I went to get a damaged toenail repaired and came away with a full manicure and pedicure - that was a bit odd for me.  I have never had my nails done - wish I hadn't let it happen now.  They are a bloody  nuisance.  Not sure how I am going to keep them looking nice for a whole 9 days.  However, the foot business was sublime.  I now understand why people do this, though I won't be joining the line of people at Walmart.  I liked the quiet of the little salon I found, and there weren't people gawking at me as they pushed their carts of groceries and whiny children past.

I managed to squeeze in a visit to my dear friend Di. When Di quit teaching at Comanche, it felt like someone cut my arm off.  It had been a long while since I had found a friend like her.  Never mind that she is old enough to be retired and has grown grandchildren.  Di and I just hit it off from the beginning.  Today was a quick visit, but I think we both needed it.  There is a peace and a bit of life we walk away with after we have spent time with the sort friends that feed our souls.  Some people do just whittle away at our being, but Di blesses.


Monday, September 2, 2013

Dog Days Gardener

In January when the seeds are dropped into flats by stiff, frozen fingers, I am just thinking about shoots of Kelly green, of tidy rows, and maybe imagination runs as far as the first bite of summer salsa.

My thoughts never get to the dog days, when it is hot and still, Mosquitos are out in droves, and I am too busy with school to give the garden more than a passing glance.

I kept my garden in fairly good shape all summer.  The raised bed meant that my weeding was at a minimum except in the new area that was carved out as the asparagus bed.  That was a ton of weeding all summer, but I kept it looking good.

Notice the past tense of that "kept" . . . things have gone wild now.  I think it started when a wind storm blew my tomato cages over a month ago . . . Or maybe when my leg was hurt and I didn't more than make sure  the sprinkler got turned on.  Whenever, whatever, my attention shifted to getting by and school and the garden might have been neglected a wee, bitty bit.  The kind of wee, bitty bit where I didn't train the pumpkin vines to go down the hill instead of up the hill and into my tomato cages.  The kind of wee, bitty bit where weeds grow from the hay bales making the raised bed and hide the peppers.  And that asparagus bed?  It is so overgrown with pumpkins and weeds that I only vaguely know where it used to be.

The upside is that I still have plenty of tomatoes and there are 6 pumpkins out there that are bigger than basketballs.

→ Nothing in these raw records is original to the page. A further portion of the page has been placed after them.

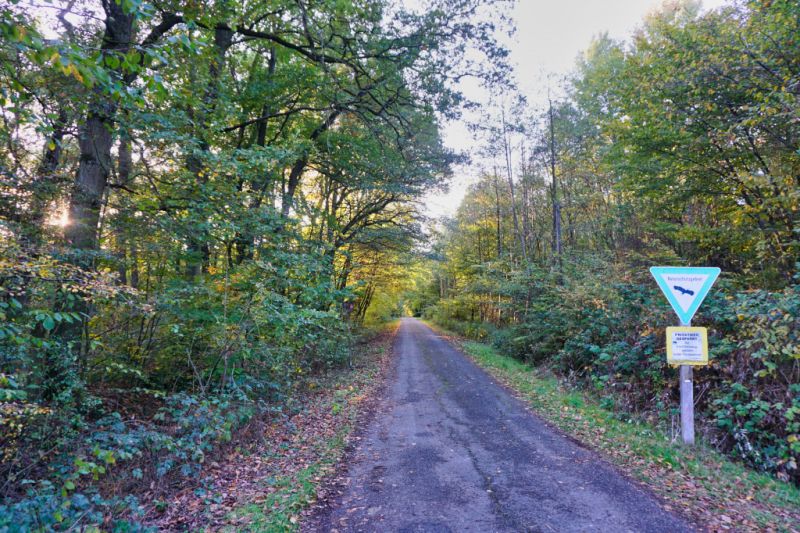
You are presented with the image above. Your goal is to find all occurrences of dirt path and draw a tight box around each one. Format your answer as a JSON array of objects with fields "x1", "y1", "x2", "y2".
[{"x1": 304, "y1": 319, "x2": 692, "y2": 533}]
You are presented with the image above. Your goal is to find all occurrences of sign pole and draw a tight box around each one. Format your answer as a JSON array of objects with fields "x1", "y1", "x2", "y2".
[{"x1": 680, "y1": 320, "x2": 694, "y2": 446}]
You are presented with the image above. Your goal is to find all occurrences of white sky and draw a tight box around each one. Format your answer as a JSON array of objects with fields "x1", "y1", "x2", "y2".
[{"x1": 425, "y1": 0, "x2": 729, "y2": 217}]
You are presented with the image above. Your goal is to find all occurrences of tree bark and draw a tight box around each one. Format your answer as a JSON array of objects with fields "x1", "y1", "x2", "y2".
[{"x1": 64, "y1": 0, "x2": 135, "y2": 254}]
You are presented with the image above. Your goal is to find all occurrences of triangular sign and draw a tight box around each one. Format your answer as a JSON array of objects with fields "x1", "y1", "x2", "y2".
[{"x1": 650, "y1": 267, "x2": 720, "y2": 325}]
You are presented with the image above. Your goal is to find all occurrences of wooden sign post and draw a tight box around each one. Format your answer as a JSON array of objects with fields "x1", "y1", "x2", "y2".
[{"x1": 650, "y1": 267, "x2": 720, "y2": 445}]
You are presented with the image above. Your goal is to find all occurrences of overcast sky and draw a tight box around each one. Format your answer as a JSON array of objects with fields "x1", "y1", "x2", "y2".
[{"x1": 426, "y1": 0, "x2": 728, "y2": 217}]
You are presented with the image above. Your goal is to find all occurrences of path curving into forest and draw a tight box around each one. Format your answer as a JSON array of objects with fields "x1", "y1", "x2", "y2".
[{"x1": 305, "y1": 318, "x2": 693, "y2": 533}]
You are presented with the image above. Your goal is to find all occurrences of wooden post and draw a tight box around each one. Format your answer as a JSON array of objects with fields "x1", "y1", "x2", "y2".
[{"x1": 680, "y1": 321, "x2": 694, "y2": 446}]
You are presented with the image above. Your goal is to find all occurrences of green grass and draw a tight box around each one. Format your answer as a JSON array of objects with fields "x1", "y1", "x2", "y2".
[
  {"x1": 225, "y1": 424, "x2": 353, "y2": 532},
  {"x1": 226, "y1": 321, "x2": 397, "y2": 532},
  {"x1": 462, "y1": 342, "x2": 800, "y2": 531}
]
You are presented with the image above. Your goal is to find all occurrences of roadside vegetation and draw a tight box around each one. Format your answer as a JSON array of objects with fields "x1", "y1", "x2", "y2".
[
  {"x1": 408, "y1": 0, "x2": 800, "y2": 492},
  {"x1": 451, "y1": 337, "x2": 800, "y2": 532},
  {"x1": 0, "y1": 0, "x2": 506, "y2": 531}
]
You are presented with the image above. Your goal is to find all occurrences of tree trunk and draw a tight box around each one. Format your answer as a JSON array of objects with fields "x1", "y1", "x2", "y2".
[{"x1": 64, "y1": 0, "x2": 135, "y2": 254}]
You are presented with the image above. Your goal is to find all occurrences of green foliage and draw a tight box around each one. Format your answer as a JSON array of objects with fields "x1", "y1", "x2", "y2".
[{"x1": 408, "y1": 1, "x2": 800, "y2": 483}]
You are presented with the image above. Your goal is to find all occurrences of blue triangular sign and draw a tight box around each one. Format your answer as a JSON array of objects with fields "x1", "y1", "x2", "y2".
[{"x1": 650, "y1": 267, "x2": 720, "y2": 324}]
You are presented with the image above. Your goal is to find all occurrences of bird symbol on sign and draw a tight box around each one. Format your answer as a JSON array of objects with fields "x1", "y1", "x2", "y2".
[{"x1": 672, "y1": 285, "x2": 694, "y2": 296}]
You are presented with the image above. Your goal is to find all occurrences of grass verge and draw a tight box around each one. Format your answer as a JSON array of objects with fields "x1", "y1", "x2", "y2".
[
  {"x1": 222, "y1": 323, "x2": 398, "y2": 532},
  {"x1": 432, "y1": 322, "x2": 800, "y2": 532}
]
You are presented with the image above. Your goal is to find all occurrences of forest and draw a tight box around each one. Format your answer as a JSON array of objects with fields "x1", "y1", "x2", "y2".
[
  {"x1": 0, "y1": 0, "x2": 800, "y2": 531},
  {"x1": 0, "y1": 0, "x2": 506, "y2": 531},
  {"x1": 406, "y1": 1, "x2": 800, "y2": 490}
]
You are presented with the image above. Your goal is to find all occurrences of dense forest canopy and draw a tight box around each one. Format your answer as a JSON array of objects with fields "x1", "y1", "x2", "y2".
[
  {"x1": 0, "y1": 0, "x2": 800, "y2": 529},
  {"x1": 407, "y1": 0, "x2": 800, "y2": 488},
  {"x1": 0, "y1": 0, "x2": 507, "y2": 529}
]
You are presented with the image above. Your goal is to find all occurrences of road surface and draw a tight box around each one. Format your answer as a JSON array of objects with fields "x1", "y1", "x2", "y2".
[{"x1": 304, "y1": 318, "x2": 692, "y2": 533}]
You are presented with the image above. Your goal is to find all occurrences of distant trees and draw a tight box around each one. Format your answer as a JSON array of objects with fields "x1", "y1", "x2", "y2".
[
  {"x1": 418, "y1": 1, "x2": 800, "y2": 481},
  {"x1": 0, "y1": 0, "x2": 507, "y2": 528}
]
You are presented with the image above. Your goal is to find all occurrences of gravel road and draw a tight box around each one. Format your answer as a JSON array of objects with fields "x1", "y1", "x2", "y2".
[{"x1": 304, "y1": 318, "x2": 693, "y2": 533}]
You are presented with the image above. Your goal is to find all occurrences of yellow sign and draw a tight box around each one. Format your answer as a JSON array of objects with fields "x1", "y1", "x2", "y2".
[{"x1": 667, "y1": 327, "x2": 708, "y2": 365}]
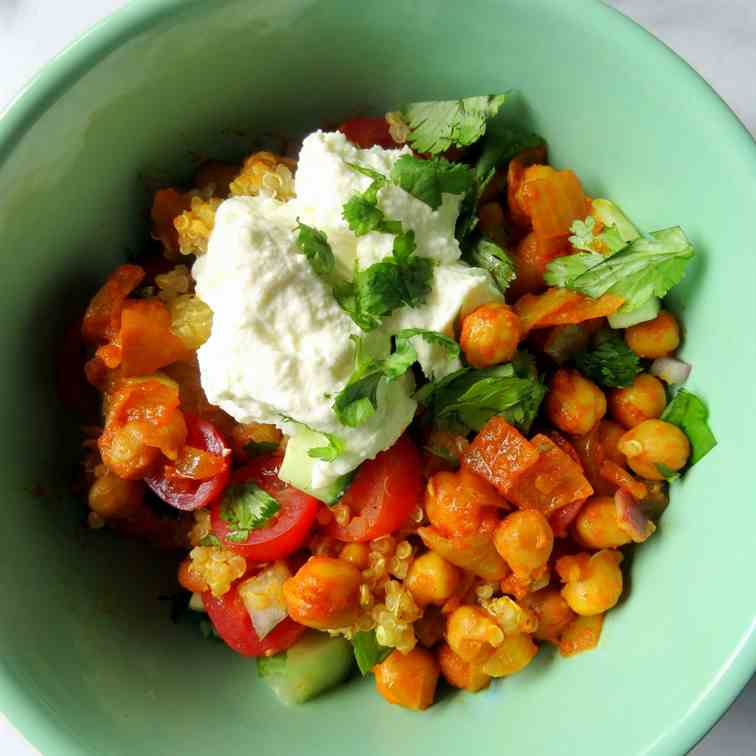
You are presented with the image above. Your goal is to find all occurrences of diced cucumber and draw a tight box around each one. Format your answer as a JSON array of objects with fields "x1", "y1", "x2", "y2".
[
  {"x1": 608, "y1": 297, "x2": 661, "y2": 328},
  {"x1": 591, "y1": 199, "x2": 640, "y2": 244},
  {"x1": 257, "y1": 630, "x2": 354, "y2": 705},
  {"x1": 278, "y1": 425, "x2": 352, "y2": 504}
]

I have a Mt. Everest stack of school work to do today, but I think I am going to take my garden gloves with me when I go water in bit.  Some therapeutic weeding is in order.

_________
 And four hours later, I not only watered and weeded, but also potted most of the flowers in my beds to take to my momma to use for wedding dinner decorations.  My beds look sad and ravaged now, but those flowers would have only lasted another month or so.  Now mom will have pots for the porches and tables, pots spilling over with coleus, sweet potato vines, vincas, four o'clocks, and every other pretty thing I grew.